What this MCCB does on the line
The Siemens SENTRON 3VA1196-4EF32-0KH0 is a 3-pole molded case circuit breaker rated for line protection, meaning it sits upstream of a feeder or distribution panel and clears faults before branch devices see them. The interrupting capacity is the headline number here: 121 kA at 240 V, 75.6 kA at 415 V, 52.5 kA at 440 V, and 11.9 kA at 690 V — so at 415 V it handles a 75.6 kA fault without needing a current-limiting fuse upstream. That's the kind of SCCR headroom a site electrical engineer looks for when the transformer is big and the fault current is high. Rated continuous current Iu is 16 A, and it holds that rating from 40 °C up to 50 °C without derating. At 55 °C it drops to 15.36 A, at 60 °C to 15.04 A, at 65 °C to 14.72 A, and at 70 °C to 14.4 A. If the panel ambient runs hot — say a sealed enclosure near a furnace line — you need to account for that 14.4 A floor at 70 °C. The TM240 thermal-magnetic release handles the overload and short-circuit trip curves; there's no electronic adjustment, so what you see on the nameplate is what you get.

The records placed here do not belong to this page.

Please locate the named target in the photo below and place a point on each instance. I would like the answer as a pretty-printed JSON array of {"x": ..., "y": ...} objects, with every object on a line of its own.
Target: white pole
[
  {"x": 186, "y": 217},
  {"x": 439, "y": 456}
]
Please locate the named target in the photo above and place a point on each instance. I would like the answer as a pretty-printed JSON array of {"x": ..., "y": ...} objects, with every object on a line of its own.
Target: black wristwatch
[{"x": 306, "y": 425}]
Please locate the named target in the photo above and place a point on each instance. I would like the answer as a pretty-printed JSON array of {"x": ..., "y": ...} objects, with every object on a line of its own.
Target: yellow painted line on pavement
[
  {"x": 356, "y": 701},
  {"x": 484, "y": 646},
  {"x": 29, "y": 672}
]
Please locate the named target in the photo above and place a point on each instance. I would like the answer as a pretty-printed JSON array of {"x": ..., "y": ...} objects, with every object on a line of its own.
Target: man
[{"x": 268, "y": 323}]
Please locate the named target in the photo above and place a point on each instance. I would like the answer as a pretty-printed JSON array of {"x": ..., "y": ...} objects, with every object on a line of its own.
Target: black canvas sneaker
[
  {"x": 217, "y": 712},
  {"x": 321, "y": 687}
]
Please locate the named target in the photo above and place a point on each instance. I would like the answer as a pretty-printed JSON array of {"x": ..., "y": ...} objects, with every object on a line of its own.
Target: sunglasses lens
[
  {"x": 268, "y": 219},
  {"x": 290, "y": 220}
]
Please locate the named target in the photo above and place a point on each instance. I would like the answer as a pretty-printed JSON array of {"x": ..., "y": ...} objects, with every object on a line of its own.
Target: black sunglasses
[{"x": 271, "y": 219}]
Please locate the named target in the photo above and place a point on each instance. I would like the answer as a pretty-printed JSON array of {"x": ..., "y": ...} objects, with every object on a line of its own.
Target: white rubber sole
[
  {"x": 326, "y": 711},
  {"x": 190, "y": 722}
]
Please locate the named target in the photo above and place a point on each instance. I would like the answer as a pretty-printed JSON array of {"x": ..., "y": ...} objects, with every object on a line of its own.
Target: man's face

Mounting and integration into a panel
The 3VA1196-4EF32-0KH0 bolts into a panel — it's not a DIN-rail snap-on. Dimensions are 130 mm height, 76.2 mm width, 70 mm depth. That 76.2 mm width is three pole spaces wide on a standard 25 mm grid, so it fits a typical MCC bucket or distribution panel cutout. The front face carries an IP40 protection rating, which is fine for a dry indoor enclosure but not for washdown areas. Auxiliary contact configuration is 2 auxiliary switches plus 1 trip alarm switch (HQ version). That gives you two form-C contacts for status feedback and a dedicated alarm contact that changes state only on a trip event — useful for a PLC input that logs faults separately from run status. The integrated shunt trip (STL) is included, so you can remotely trip the breaker via a control voltage; the auxiliary trip module order code is 3VA9688-0BL33 if you need a replacement. No undervoltage release, no communication module, no ground fault monitoring — this is a bare-bones line-protection MCCB with a shunt trip.